Zaznacz stronę

Kiedy William Stanley Jevons w XIX wieku zauważył, że bardziej wydajne silniki parowe nie zmniejszyły zużycia węgla, lecz je zwiększyły, pewnie nie przypuszczał, że jego obserwacja stanie się metaforą całych epok. Paradoks Jevonsa — im bardziej coś staje się efektywne, tym więcej tego zużywamy — powraca dziś w zaskakującym kontekście.

Nie w przemyśle, lecz w języku. Nie w energii, lecz w sensie.

1. Efektywność myślenia

Sztuczna inteligencja obiecuje efektywność.

Więcej tekstów, szybciej. Lepsze pomysły, bez wysiłku. Wyrównanie dostępu do wiedzy.

I wszystko to w pewnym sensie jest prawdą.

Ale wraz z rosnącą efektywnością przetwarzania pojawia się coś, co trudno zmierzyć — rozproszenie sensu.

Im łatwiej generować znaczenie, tym trudniej je odróżnić od pozoru znaczenia.

To właśnie nowa wersja paradoksu Jevonsa:

im efektywniej produkujemy myśl, tym szybciej wyczerpujemy jej wartość.

 

2. Symulowane doświadczenie

ChatGPT i jego pokrewne modele nie tworzą fikcji — one symulują doświadczenie, które w statystycznym ujęciu jest prawdziwe.

To doświadczenie zrekonstruowane z tysięcy ludzkich fragmentów, pozszywanych z rozmów, notatek, nagłówków, emocji.

I w tym właśnie tkwi siła — oraz ryzyko.

Bo gdy symulacja rzeczywistości jest wystarczająco przekonująca, zaczynamy zapominać, że to już nie rzeczywistość.

Tak jak żelazo po próbach jądrowych — skażone, choć wizualnie czyste — tak i nasze poznanie staje się materiałem, który wciąż wygląda znajomo, ale jego skład jest już inny.

3. Zanieczyszczenie poznawcze

Modele uczą się na danych.

Ale dane te coraz częściej są wytwarzane przez inne modele.

W ten sposób powstaje coś, co można by nazwać poznawczym skażeniem materiału — rekurencyjnym procesem, w którym kolejne generacje AI karmią się własnymi śladami.

To jak gra w głuchy telefon między maszynami:

każda z nich wiernie powtarza, ale już nie zrozumie, dlaczego mówi to, co mówi.

Człowiek staje się w tym procesie nie uczestnikiem, lecz echem własnej symulacji.

4. Ekonomia czystości

W tym świecie czystość źródła staje się nową walutą poznania.

Nie chodzi już o to, kto ma rację — ale kto mówi jeszcze z rzeczywistości.

Treść przestaje być weryfikowana poprzez swoją formę, a zaczyna poprzez genealogię pochodzenia.

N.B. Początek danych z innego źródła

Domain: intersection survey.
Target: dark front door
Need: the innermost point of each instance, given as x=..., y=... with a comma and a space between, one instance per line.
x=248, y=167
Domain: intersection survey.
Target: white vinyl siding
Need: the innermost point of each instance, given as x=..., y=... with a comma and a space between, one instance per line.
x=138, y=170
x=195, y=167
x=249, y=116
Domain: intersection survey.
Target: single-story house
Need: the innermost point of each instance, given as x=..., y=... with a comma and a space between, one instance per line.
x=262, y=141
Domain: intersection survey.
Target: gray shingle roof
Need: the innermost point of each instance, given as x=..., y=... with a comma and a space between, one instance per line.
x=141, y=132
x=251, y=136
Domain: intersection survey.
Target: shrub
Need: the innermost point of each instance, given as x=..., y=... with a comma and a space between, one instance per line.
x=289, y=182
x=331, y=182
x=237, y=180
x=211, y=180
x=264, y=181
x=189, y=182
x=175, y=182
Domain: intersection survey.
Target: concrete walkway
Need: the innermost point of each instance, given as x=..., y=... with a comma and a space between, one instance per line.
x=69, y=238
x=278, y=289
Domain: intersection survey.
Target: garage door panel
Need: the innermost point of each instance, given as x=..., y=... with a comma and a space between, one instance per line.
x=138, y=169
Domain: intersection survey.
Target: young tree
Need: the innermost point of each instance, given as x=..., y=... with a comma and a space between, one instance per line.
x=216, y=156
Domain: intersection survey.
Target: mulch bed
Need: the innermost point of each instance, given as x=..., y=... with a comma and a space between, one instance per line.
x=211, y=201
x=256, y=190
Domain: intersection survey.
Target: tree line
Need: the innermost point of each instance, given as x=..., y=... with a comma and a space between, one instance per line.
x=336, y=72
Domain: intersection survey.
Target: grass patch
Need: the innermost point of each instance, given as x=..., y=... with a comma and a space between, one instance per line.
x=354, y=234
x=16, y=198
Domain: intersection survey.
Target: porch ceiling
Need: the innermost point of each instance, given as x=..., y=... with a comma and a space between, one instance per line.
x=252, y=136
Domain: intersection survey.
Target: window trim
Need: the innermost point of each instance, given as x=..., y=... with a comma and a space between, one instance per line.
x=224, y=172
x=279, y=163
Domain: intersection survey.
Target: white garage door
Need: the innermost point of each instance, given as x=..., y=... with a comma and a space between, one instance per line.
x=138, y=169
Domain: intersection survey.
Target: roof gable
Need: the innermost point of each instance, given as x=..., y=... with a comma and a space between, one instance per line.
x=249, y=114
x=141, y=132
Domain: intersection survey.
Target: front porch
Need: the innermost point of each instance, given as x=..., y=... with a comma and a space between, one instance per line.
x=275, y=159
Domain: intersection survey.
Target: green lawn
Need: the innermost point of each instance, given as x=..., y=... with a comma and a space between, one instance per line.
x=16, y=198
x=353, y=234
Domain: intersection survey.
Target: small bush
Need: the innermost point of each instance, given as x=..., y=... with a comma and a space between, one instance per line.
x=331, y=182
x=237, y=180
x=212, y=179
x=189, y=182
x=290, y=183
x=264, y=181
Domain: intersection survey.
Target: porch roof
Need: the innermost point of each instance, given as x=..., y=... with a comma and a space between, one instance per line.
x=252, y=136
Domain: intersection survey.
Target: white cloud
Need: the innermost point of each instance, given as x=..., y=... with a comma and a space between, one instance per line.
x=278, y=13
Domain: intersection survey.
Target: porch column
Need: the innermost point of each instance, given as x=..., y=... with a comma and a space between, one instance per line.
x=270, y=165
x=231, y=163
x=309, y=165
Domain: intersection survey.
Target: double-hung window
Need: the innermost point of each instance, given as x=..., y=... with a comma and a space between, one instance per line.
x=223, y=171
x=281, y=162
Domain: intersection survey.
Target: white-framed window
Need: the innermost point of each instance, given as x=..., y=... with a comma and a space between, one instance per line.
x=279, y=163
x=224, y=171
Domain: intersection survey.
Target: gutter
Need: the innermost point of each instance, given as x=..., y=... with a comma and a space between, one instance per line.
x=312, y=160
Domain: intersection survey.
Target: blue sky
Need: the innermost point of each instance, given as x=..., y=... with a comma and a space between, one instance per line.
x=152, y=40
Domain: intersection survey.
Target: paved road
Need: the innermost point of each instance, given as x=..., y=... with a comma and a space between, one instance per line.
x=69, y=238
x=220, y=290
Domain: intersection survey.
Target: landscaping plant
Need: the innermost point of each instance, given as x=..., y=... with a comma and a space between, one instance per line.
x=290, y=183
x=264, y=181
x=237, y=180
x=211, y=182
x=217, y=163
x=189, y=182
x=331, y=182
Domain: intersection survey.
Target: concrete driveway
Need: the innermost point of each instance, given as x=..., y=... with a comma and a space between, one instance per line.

Tak jak stary metal sprzed ery atomowej stał się cenniejszy nie ze względu na funkcję, lecz na brak skażenia, tak i „czysta wiedza przedsyntetyczna” — wiedza powstała z ludzkiego doświadczenia, przed erą masowej generacji — może stać się luksusem poznawczym.

5. Entropia sensu

Paradoksalnie, sztuczna inteligencja nie niszczy sensu — ona go rozprasza.

Każda iteracja tekstu, każda synteza wiedzy, każda rekombinacja znaczenia — zwiększa objętość świata, ale zmniejsza jego gęstość.

Sens nie znika.

Po prostu staje się cieńszy.

W efekcie pojawia się pytanie:

czy potrafimy jeszcze rozpoznać moment, w którym mówimy nie o rzeczywistości, ale o jej symulacji?

Czy potrafimy jeszcze usłyszeć własny głos w chórze syntetycznych echa?

 

6. Paradoks czystego myślenia

Im bardziej udoskonalamy narzędzia myślenia, tym bardziej zbliżamy się do momentu, w którym myślenie stanie się zbędne.

Ale być może właśnie wtedy — gdy sens stanie się zbyt łatwy — zaczniemy na nowo poszukiwać jego trudności.

Nie po to, by pisać lepiej, ale by znowu czuć ciężar słów.

Bo sens, tak jak żelazo sprzed epoki atomowej, ma wartość tylko wtedy, gdy pochodzi z czystego źródła.

Z człowieka, który naprawdę widział, zanim nauczył się symulować widzenie.

Postscriptum

Paradoks Jevonsa nie dotyczy dziś energii.

Dotyczy uwagi, znaczenia i poznania.

To nowa epoka efektywności — w której największym luksusem nie będzie informacja, lecz rzeczywiste doświadczenie.